Comme indiqué dans le communiqué de presse de HUB, il y a plusieurs mois, les banques ont proposé pour la première lecture parlementaire des amendements au ZPK d’éviter la discrimination entre les débiteurs en francs suisses (CHF), ce qui entraînerait des centaines de taux d’intérêt radicalement différents.
Cette proposition était basée sur la loi sur les obligations (ZOO) et des circonstances extraordinairement modifiées dans lesquelles une partie contractante peut faciliter l’exécution des obligations en vertu du contrat pour l’autre partie contractante, ce qui a été rendu plus difficile en raison de ces circonstances modifiées. Étant donné que le ministère des Finances a proposé qu’une appréciation de 20 % soit la limite des circonstances extraordinairement modifiées, les banques ont suggéré que pendant la durée de ces circonstances, le taux d’intérêt devrait être fixé une fois au taux d’intérêt moyen du marché, calculé par la Banque nationale croate, auquel les prêts immobiliers dans la monnaie respective ont été accordés, réduit de 20 %.
Cette proposition, qui a également été soumise comme amendement pour la deuxième lecture parlementaire, a été jugée insuffisante et rejetée, mais avec une réduction de 30 % par rapport au taux moyen, le ministère des Finances a exprimé sa volonté d’examiner une telle proposition, ont déclaré des représentants de HUB.

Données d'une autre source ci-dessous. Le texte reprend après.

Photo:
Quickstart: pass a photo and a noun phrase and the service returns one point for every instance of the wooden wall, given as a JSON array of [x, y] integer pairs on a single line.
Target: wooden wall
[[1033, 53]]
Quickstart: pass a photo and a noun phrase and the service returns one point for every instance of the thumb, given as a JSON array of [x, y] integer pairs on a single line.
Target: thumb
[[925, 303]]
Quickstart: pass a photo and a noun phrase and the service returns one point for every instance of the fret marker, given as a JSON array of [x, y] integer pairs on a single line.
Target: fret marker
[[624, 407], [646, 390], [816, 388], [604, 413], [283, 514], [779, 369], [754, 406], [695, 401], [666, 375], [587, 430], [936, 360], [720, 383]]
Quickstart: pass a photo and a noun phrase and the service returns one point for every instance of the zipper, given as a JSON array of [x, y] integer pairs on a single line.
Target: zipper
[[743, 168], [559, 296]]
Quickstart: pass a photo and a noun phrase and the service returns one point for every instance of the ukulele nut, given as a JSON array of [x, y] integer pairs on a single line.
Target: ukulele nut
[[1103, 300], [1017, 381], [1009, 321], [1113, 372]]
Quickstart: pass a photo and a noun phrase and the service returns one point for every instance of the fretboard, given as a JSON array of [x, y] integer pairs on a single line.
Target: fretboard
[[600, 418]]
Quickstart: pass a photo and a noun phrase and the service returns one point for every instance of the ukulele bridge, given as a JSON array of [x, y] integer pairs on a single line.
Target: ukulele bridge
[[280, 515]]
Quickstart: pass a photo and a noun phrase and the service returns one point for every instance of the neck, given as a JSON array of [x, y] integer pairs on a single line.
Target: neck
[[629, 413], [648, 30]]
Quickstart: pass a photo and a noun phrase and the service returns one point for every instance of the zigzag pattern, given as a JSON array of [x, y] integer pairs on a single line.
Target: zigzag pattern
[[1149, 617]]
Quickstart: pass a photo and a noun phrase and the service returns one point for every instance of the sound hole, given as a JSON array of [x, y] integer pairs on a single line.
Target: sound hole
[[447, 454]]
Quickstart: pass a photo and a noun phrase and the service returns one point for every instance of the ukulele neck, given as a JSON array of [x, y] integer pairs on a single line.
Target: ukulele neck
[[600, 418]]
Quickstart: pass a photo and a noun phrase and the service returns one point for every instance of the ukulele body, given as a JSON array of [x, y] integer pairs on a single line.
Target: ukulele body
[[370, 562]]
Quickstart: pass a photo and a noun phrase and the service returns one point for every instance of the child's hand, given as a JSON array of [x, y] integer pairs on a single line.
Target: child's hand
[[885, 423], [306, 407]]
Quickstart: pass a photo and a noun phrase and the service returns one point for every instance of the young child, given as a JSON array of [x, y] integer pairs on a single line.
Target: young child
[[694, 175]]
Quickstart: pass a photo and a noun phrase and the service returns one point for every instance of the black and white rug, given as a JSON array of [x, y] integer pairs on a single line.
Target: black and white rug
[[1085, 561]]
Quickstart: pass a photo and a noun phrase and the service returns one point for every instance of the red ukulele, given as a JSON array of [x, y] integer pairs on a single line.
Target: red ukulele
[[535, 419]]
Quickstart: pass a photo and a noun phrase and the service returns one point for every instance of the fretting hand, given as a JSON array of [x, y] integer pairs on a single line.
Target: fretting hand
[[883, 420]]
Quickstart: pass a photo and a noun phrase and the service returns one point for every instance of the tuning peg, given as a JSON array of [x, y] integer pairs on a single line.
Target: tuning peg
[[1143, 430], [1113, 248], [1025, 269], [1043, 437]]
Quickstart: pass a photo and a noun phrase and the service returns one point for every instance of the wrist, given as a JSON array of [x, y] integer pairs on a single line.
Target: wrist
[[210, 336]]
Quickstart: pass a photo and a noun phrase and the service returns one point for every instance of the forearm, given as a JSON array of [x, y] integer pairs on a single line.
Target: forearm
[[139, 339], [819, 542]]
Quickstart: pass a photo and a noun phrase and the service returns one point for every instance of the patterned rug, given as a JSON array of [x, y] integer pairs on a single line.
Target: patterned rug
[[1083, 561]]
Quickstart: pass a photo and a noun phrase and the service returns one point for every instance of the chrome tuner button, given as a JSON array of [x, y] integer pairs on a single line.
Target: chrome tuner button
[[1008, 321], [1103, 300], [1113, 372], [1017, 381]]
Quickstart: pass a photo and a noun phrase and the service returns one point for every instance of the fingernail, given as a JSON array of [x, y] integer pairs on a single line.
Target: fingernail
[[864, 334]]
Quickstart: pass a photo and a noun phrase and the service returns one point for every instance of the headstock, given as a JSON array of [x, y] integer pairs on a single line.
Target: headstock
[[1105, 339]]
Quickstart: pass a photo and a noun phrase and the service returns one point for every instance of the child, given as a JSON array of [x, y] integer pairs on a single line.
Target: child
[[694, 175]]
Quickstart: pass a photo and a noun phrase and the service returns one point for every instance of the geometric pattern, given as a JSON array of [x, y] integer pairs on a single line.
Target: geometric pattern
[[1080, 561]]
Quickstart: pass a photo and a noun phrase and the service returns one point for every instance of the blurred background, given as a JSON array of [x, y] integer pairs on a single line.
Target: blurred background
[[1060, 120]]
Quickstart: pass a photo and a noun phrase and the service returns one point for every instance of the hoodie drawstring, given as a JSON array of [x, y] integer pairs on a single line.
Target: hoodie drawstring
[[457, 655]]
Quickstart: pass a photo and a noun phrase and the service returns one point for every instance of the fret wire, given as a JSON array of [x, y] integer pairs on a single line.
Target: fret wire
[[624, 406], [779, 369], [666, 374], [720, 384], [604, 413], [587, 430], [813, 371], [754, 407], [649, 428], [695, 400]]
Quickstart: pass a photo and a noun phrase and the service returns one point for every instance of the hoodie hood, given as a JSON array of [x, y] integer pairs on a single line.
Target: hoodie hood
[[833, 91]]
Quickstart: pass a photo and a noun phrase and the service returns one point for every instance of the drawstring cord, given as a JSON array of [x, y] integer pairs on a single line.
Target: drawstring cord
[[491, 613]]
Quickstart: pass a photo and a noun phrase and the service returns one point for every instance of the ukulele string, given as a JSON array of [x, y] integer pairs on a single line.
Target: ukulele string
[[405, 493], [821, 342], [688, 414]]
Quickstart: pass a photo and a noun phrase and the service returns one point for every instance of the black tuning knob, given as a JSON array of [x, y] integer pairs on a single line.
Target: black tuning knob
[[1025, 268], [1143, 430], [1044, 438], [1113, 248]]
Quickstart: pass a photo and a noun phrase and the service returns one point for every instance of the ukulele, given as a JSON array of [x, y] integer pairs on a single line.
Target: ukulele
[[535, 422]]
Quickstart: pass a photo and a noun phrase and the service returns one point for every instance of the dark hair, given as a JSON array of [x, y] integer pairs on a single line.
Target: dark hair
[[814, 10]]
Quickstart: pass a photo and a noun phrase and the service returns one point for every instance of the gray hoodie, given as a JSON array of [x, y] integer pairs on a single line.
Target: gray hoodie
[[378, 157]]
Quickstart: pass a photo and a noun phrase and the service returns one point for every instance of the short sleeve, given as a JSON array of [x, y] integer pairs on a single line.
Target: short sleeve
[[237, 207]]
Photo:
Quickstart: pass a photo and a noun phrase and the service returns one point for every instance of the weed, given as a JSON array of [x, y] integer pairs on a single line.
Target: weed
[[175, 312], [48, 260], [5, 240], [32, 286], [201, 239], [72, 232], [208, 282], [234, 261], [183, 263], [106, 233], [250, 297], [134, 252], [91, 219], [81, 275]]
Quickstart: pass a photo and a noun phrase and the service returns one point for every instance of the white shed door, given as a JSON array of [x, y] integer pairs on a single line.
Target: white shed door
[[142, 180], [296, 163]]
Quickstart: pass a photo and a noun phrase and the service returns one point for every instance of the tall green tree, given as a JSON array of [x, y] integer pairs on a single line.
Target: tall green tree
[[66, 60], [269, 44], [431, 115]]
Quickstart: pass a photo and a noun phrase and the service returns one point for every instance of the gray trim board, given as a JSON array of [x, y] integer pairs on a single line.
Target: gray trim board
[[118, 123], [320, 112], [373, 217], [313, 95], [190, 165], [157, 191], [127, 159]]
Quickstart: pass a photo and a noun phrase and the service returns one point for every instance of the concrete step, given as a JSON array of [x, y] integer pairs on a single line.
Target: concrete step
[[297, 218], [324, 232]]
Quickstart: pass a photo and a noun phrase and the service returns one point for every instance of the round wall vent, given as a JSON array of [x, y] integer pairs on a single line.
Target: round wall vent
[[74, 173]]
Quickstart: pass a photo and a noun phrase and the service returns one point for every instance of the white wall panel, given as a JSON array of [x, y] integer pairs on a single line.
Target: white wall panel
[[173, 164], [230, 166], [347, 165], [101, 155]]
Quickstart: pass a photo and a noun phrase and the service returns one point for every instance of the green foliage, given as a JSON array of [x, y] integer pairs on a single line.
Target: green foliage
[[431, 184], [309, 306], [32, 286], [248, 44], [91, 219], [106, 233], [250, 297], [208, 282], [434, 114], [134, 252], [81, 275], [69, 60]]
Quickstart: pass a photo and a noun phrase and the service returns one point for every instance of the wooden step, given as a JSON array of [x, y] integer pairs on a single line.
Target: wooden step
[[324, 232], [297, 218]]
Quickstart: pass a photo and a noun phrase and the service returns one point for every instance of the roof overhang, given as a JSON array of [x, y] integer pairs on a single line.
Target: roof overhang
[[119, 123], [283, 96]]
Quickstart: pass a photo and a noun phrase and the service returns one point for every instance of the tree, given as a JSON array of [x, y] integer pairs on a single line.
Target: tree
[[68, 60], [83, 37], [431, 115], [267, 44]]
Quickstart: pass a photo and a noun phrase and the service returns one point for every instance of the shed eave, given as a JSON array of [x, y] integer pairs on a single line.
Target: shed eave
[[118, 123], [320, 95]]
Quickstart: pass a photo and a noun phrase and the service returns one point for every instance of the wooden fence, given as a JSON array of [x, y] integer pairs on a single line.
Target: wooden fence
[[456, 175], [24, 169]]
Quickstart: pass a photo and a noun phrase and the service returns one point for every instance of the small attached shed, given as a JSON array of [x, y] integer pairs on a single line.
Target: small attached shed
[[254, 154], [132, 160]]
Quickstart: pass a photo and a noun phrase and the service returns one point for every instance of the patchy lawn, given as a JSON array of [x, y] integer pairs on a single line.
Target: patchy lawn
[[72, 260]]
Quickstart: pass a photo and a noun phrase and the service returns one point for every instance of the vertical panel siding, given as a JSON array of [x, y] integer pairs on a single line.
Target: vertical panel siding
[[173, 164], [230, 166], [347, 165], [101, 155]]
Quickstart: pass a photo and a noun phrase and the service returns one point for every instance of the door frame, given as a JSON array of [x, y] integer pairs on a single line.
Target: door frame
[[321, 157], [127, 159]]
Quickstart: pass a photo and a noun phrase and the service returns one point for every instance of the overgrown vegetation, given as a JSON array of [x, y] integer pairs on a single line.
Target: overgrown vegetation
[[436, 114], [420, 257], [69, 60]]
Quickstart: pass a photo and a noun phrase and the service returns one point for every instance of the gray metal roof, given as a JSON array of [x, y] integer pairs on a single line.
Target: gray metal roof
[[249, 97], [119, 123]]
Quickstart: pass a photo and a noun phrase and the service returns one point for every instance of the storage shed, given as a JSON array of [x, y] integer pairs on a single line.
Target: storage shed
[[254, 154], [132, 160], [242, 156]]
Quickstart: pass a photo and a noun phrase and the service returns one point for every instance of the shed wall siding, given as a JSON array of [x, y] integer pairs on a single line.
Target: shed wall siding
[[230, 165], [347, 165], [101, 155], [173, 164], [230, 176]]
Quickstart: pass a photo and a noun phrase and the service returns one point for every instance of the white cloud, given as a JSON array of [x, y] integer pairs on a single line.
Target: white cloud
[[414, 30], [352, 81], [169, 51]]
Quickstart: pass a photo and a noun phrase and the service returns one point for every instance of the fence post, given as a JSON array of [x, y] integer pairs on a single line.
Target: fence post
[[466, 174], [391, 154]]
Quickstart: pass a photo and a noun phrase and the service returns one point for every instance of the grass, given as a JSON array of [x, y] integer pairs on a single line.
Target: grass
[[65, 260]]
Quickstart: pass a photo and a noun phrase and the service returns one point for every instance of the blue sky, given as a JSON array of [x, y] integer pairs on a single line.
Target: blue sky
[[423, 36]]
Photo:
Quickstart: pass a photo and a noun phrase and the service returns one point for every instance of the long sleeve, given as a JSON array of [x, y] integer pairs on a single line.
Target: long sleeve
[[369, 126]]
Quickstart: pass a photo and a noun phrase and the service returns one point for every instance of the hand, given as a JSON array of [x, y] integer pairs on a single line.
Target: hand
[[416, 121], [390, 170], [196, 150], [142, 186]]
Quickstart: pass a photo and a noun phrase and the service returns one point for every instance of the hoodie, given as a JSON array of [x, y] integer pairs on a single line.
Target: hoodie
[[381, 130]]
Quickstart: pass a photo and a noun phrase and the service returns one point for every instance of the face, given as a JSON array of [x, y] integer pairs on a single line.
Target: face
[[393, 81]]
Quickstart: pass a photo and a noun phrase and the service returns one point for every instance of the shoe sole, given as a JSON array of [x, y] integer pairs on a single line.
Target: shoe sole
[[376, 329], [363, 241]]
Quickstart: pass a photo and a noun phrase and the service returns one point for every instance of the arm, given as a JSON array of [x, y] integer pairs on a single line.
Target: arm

En effet, les amendements proposés au ZPK, au paragraphe 5 de l’article 11a, proposent que pour tous les contrats de prêt existants conclus avant l’entrée en vigueur de cette loi, dans lesquels les paramètres et leurs relations causales ne sont pas définis, le créancier doit aligner le taux d’intérêt de référence avec le débiteur. Ce taux d’intérêt de référence serait l’EURIBOR, le LIBOR, le NRS, ou le taux d’intérêt moyen sur les dépôts des citoyens dans cette monnaie. De plus, la marge fixe et la période de changement des taux d’intérêt doivent également être alignées. Dans ce cas, le taux d’intérêt et la marge fixe pour ces contrats de prêt où le taux de change de la monnaie étrangère par rapport à la monnaie nationale s’est apprécié de plus de 20 % pendant la période de remboursement ne doivent pas être supérieurs à ceux initiaux.